‘Gone With the Wind’ Actress Olivia de Haviland Dies at 104

‘Gone With the Wind’ Actress Olivia de Haviland Dies at 104
Former Best Actress Oscar winner Olivia de Havilland (To Each His Own, 1946) introduces other former winners in acting categories for a group presentation during the 75th Annual Academy Awards at the Kodak Theater on March 23, 2003 in Hollywood, California. (Photo courtesy of A.M.P.A.S. via Getty Images)

“Gone with the Wind” star Olivia de Haviland, who also won an Academy Award for her role in another film, died at 104, according to her publicist, Lisa Goldberg.

Goldberg told TheWrap that she died at her home in Paris, France, of natural causes.

The longtime actress, who was born in 1916 in imperial Japan to British parents, played Melanie Hamilton Wilkes in “Gone with the Wind,” who had a conflict with Scarlett O’Hara, played by Vivien Leigh.

She also appeared in films such as “The Adventures of Robin Hood,” and won Oscars for her performances in “To Each His Own” and “The Heiress.”

Her greatest impact perhaps occurred when she sued Warner Bros. in 1943 to gain freedom from the studio after her contract with the company had expired. The previous interpretation of the contracts meant that she would have had to work longer than her seven-year contract and the years of actual service to the company would be spread over a longer period of time, according to The Hollywood Reporter.

The legal battle and victory is now known as The De Havilland Decision.

“I was deeply gratified when, returning to MGM after his long and distinguished military service, Jimmy Stewart asked the court on the basis of that decision for a ruling on his contract—and thus the contracts of other actor-veterans—and received, of course, a favorable verdict,” de Havilland said in 1992.

She added of the case: “When I won the final round of my case on Feb. 3, 1945, every actor was now confirmed as free of his long-term contract at the end of its seven-year term, regardless of how many suspensions he had taken during those seven years. No one thought I would win, but after I did, flowers, letters, and telegrams arrived from my fellow actors. This was wonderfully rewarding.”

Meanwhile, in the 1940s, when she joined the Independent Citizens’ Committee of the Arts, Sciences, and Professions, she was asked to deliver a speech for the committee that contained views from the Communist Party USA, and the group was later identified as a front organization, according to the Wall Street Journal.

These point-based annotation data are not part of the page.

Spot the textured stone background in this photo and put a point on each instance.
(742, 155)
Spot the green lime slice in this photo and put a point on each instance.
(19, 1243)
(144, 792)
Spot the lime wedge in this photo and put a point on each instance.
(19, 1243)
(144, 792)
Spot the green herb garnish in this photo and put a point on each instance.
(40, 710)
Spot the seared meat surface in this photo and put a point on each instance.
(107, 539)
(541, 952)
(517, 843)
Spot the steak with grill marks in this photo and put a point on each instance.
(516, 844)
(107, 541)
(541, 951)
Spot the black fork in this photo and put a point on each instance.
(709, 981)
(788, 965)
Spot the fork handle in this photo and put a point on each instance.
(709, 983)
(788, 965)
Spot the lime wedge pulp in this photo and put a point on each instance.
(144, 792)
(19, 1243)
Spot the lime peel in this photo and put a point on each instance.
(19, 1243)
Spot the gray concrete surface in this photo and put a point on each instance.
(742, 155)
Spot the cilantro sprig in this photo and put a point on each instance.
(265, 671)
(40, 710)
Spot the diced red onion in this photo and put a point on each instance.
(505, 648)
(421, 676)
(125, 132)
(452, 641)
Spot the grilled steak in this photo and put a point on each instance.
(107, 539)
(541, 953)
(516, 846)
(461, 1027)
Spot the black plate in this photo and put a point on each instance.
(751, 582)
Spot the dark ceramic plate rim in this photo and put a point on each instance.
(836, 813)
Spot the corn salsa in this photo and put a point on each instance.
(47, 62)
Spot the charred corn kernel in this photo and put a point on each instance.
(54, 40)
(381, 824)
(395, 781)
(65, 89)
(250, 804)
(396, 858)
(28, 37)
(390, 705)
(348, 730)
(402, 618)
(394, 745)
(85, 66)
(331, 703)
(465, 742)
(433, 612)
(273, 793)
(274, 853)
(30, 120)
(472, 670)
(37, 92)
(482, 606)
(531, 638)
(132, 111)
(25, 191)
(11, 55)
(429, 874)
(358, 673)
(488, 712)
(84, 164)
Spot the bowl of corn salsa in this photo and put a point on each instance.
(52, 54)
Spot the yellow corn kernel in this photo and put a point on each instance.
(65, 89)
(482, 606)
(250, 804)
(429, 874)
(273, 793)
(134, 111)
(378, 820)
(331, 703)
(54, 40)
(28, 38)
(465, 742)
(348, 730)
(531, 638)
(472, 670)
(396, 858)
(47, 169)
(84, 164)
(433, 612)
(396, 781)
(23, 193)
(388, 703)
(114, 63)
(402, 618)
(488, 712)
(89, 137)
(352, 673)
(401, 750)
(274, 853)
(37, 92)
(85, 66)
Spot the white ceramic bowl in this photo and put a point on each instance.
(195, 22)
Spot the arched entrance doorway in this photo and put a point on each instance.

The actress also noted that the organization “rarely embraced the kind of independent spirit it publicly proclaimed. It always ended up siding with the Soviet Union even though the rank-and-file members were noncommunist,” the report said.

She told the paper: “I thought, ‘If we reserve the right to criticize the American policies, why don’t we reserve the right to criticize Russia?'”  Of the group, she added: “I realized a nucleus of people was controlling the organization without a majority of the members of the board being aware of it. And I knew they had to be communists.”